Et le général Saffray de résumer : « En un mot, c’est une école militaire qui pour vocation de doter ces officiers du charisme, de ce petit ‘supplément d’âme’ nécessaire pour guider leurs subordonnés vers les vertus nécessaires, leur communiquer leur force morale, les préparer aux épreuves. »

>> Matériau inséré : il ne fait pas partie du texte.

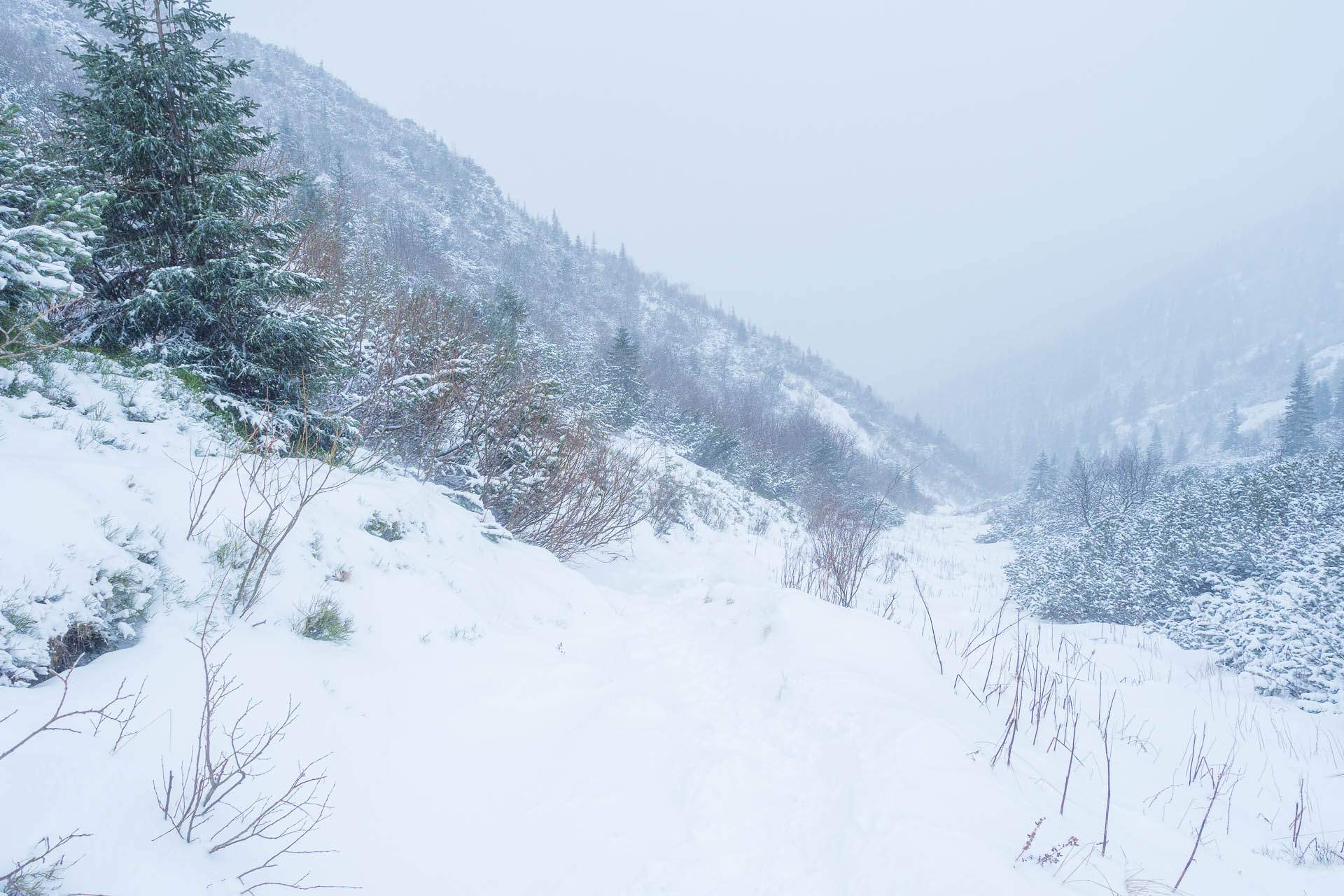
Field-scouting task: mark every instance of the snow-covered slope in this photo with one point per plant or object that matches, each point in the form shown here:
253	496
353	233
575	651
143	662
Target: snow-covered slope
668	723
1230	327
451	222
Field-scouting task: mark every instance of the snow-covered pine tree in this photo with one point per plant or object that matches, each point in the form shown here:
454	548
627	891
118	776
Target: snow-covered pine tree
1298	425
194	269
48	225
624	377
1041	482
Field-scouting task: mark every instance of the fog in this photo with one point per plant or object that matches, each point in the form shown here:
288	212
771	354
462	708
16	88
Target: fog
909	188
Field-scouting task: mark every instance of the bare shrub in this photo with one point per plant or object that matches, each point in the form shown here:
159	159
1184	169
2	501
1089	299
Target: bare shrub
207	473
841	548
45	865
118	713
216	794
592	495
276	489
24	335
41	871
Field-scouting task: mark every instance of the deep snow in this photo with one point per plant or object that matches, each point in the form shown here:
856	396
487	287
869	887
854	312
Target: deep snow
668	723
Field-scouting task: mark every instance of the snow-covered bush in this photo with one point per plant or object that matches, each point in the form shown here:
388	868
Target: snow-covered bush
49	624
323	620
48	223
1245	562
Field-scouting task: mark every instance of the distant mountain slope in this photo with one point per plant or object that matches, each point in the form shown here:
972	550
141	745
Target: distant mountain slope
457	223
1226	328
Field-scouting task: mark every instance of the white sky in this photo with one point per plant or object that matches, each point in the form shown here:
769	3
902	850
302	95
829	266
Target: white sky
899	186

Visiblement, ce « supplément d’âme » n’est pas suffisant pour le général Richard Lizurey, le directeur de la Gendarmerie nationale. Sans doute s’inspire-t-il du maréchal Lyautey, qui disait : « Celui qui n’est que militaire n’est qu’un mauvais militaire, celui qui n’est que professeur n’est qu’un mauvais professeur, celui qui n’est qu’industriel n’est qu’un mauvais industriel. L’homme complet, celui qui veut remplir sa pleine destinée et être digne de mener des hommes, être un chef en un mot, celui-là doit avoir ses lanternes ouvertes sur tout ce qui fait l’honneur de l’humanité. »

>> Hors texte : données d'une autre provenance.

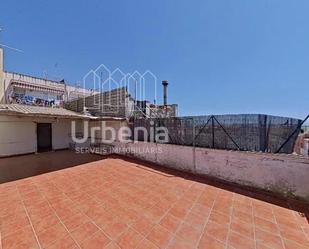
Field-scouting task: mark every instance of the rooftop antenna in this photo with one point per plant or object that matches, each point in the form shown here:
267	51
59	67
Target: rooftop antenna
9	47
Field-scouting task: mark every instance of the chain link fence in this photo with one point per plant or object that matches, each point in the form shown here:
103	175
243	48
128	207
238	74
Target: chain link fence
247	132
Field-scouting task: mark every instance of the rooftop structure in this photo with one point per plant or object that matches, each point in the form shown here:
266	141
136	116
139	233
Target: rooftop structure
26	89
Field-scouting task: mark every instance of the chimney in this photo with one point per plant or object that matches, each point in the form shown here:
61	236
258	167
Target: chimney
165	84
1	60
2	98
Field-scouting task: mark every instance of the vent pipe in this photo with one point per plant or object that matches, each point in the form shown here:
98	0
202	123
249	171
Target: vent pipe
165	84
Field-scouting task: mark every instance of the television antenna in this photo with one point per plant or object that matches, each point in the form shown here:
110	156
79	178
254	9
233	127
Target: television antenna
9	47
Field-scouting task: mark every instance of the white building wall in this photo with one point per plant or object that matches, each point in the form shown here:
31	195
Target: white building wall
18	134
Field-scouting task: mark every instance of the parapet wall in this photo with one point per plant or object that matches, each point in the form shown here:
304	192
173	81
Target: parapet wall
287	175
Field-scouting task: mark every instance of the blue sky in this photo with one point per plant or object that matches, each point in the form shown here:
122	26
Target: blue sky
220	56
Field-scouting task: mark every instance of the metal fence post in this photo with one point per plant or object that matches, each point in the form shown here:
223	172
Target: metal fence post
193	142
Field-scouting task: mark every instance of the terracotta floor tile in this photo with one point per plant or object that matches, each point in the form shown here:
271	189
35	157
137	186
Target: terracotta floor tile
96	241
296	235
75	221
112	245
23	238
200	210
9	228
208	242
84	232
46	222
143	226
219	218
124	201
195	220
189	234
180	243
243	228
266	225
293	245
146	244
51	234
237	241
63	243
160	236
129	239
170	222
267	239
245	217
115	229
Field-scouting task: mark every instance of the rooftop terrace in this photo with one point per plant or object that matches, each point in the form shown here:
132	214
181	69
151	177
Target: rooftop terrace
120	203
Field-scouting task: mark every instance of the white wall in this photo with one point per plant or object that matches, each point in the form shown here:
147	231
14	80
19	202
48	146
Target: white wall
18	134
287	175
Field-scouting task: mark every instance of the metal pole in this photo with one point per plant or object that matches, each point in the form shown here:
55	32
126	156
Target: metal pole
213	131
193	135
292	134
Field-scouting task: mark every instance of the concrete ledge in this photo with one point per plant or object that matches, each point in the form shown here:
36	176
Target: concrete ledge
286	175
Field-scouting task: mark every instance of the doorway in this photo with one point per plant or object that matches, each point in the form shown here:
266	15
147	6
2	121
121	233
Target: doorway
44	137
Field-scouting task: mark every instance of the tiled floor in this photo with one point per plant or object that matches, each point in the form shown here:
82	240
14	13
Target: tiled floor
115	203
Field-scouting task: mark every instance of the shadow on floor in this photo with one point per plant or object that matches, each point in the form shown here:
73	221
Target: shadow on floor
18	167
259	194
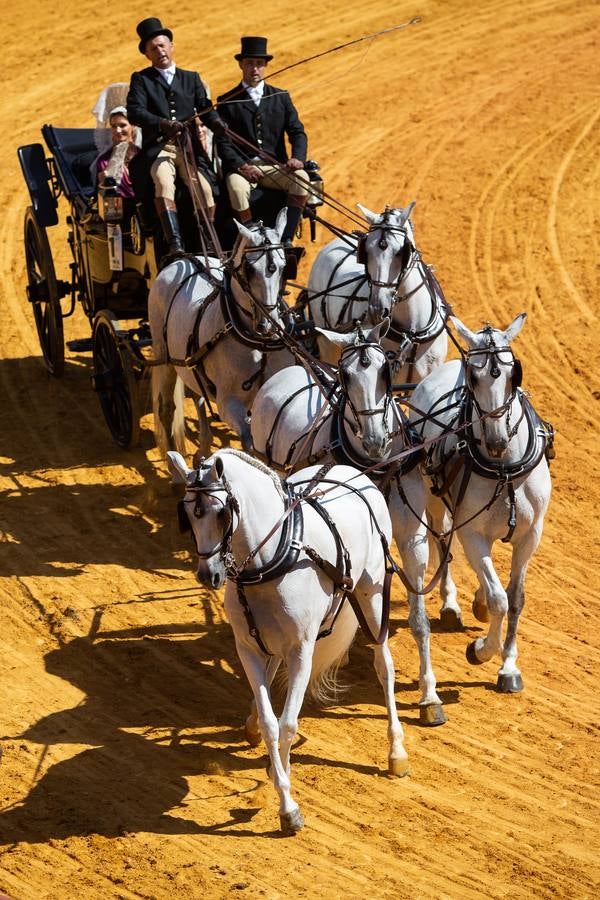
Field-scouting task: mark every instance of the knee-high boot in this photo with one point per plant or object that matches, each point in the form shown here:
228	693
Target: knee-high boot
169	220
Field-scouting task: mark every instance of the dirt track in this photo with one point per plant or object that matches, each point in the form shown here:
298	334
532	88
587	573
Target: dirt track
125	772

En effet, d’après les propos tenus par son adjoint, le général Christian Rodriguez, lors d’une réunion de l’UNPRG, et rapportés par L’Essor, les officiers de gendarmerie seront désormais tenus de passer du temps dans une autre administration, voire dans le secteur privé.

« Le directeur général a souhaité par exemple que le parcours des officiers prévoit désormais, de façon obligatoire, une mobilité dans une autre administration, voire dans le secteur privé, pour que nous soyons davantage connus à l’extérieur et pour que nos officiers n’en reviennent que meilleurs au bercail, avec une expérience interministérielle, des contacts supplémentaires dans la société civile, des arguments nouveaux pour faire avancer la maison », a déclaré le général Rodriguez.

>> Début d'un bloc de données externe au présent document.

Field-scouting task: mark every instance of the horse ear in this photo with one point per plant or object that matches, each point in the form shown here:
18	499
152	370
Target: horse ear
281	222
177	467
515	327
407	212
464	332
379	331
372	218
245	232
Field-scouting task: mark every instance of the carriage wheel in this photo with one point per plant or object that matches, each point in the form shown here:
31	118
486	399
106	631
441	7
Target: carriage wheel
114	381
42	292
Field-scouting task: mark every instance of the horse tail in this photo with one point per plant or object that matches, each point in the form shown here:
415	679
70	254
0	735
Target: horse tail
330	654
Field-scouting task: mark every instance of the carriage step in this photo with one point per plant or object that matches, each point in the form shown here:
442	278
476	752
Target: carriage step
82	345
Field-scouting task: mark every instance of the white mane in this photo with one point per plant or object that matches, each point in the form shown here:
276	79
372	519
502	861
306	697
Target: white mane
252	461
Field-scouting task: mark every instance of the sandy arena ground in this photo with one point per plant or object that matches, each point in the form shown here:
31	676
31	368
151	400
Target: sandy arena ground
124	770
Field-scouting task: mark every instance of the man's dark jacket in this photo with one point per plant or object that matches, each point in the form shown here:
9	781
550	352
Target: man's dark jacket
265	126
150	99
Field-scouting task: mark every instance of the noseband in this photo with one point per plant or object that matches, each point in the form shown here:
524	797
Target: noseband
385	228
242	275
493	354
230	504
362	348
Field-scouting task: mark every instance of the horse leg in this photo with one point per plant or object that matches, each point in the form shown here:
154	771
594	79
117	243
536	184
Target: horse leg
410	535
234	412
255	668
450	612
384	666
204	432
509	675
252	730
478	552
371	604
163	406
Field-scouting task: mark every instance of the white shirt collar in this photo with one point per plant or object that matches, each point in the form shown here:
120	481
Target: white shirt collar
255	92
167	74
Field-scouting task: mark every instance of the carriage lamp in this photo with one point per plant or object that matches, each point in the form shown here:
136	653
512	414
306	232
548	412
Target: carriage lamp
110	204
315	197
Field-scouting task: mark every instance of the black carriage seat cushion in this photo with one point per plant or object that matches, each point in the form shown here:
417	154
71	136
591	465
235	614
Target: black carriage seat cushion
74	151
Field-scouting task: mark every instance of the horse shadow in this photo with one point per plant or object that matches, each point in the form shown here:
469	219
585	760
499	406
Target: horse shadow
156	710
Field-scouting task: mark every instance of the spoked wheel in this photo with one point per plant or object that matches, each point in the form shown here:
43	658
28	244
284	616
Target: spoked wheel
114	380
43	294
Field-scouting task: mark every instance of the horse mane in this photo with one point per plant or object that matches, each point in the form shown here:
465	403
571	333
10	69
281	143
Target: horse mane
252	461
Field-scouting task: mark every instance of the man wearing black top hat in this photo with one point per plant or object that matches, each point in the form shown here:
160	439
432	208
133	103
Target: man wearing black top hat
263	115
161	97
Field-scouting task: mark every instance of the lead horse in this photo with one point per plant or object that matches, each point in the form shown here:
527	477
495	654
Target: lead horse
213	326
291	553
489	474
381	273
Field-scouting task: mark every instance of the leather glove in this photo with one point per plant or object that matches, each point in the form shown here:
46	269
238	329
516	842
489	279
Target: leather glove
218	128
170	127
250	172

Cette mesure vient s’ajouter à l’appel d’offres récemment lancé afin de trouver un prestataire privé qui aura la charge de détecter les « hauts potentiels » parmi les officiers supérieurs de la gendarmerie tout en pointant les axes d’efforts que ces derniers auront à faire pour « pour l’exercice de responsabilités futures, en particulier en termes de leadership, de capacités managériales et d’expertises diverses. »

Reste qu’obliger les officiers de la gendarmerie à une « mobilité » dans le civil va à l’encontre de la tendance observée depuis plusieurs années. Car comme commander (qui suppose l’autorité) n’est pas « manager » (qui veut dire « gérer »), c’est généralement le secteur civil qui se tourne vers le monde militaire pour s’inspirer de ses valeurs et de ses méthodes. D’où, d’ailleurs, le « Partenariat Grandes Écoles » [PGE] de l’armée de Terre, qui vise à placer des étudiants (sélectionnés) en situation de commandement pour acquérir des savoir-faire dans les domaines de la stratégie et de la prise de décision. Et le tout en faisant en sorte qu’ils puissent nouer des liens avec des officiers de carrière.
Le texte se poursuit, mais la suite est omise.